Los homicidas explicaron a todos los que quisieron oír, que fueron muchos, que encontrándose al tal Simuel en la plaza de la Fuente del Sol, lo invitaron a cenar a la posada de la Estrella, cuya trasera daba a la tapia de las marquesas de Alta Iglesia —ya sabían todos los oyentes dónde estaba la posada, pero los espadachines relataban todas las menudencias del suceso—, porque era la noche de San Juan y por divertirse un poco, para hacerle broma. E, sentados en la mesa, le pidieron a la posadera puerco, un buen guiso de cerdo con abundante salsica e mucho pan e mucho vino… E, vaya, que el mozo, que ya venía con el corazón encogido y temblón de piernas, cuando ellos no pretendían hacerle daño, no quiso comer puerco, tan delicioso que lo hacía la guisandera… E para no malemplear el plato, pues que lo habían de pagar, los tres bromistas le quisieron dar a la boca, pero, vaya, que era el chico impetuoso y les escupió a la cara poniéndolos perdidos… E salió por piernas y ellos tras él, como no podía ser de otro modo… E yendo, uno por la trasera de San Juan, otro por Caballeros y otro por la ronda, lo habían conseguido cercar allí, en la calle de las Losillas y, como el judío desenvainó la espada, ellos también lo hicieron y, claro, lucharon.

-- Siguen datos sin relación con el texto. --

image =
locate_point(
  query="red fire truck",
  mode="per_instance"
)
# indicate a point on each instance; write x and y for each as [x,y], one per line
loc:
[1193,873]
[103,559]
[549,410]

Terminaron los jóvenes asegurando que el judío había sido necio por enfrentarse a tres hombres, por no comer el puerco y no arrepentirse de ser judío, pues de haber mentado a Dios o a alguno de los Santos de la Corte Celestial, ellos le hubieran perdonado que no comiera, pues no llevaban intención de hacerle daño si no de chancear en la noche de San Juan. E se largaron.

Los vecinos de la calle de las Losillas y aledañas estuvieron hasta el alba comentando el suceso, mostrándose de acuerdo con los homicidas, que sólo habían querido embromar, echando pestes contra los hebreos y conversos. Se esperaron hasta que llegó el rabino de la sinagoga de Moçon, ayudado de otra gente, a llevarse el cadáver, para insultarlo:

—¡Puerco judío!

María, que había presenciado todo desde su ventana, tornó a la cama con mala gana y el estómago descompuesto, sin mirar siquiera los dos escorchones que le habían quedado en la puerta, recién barnizada que estaba.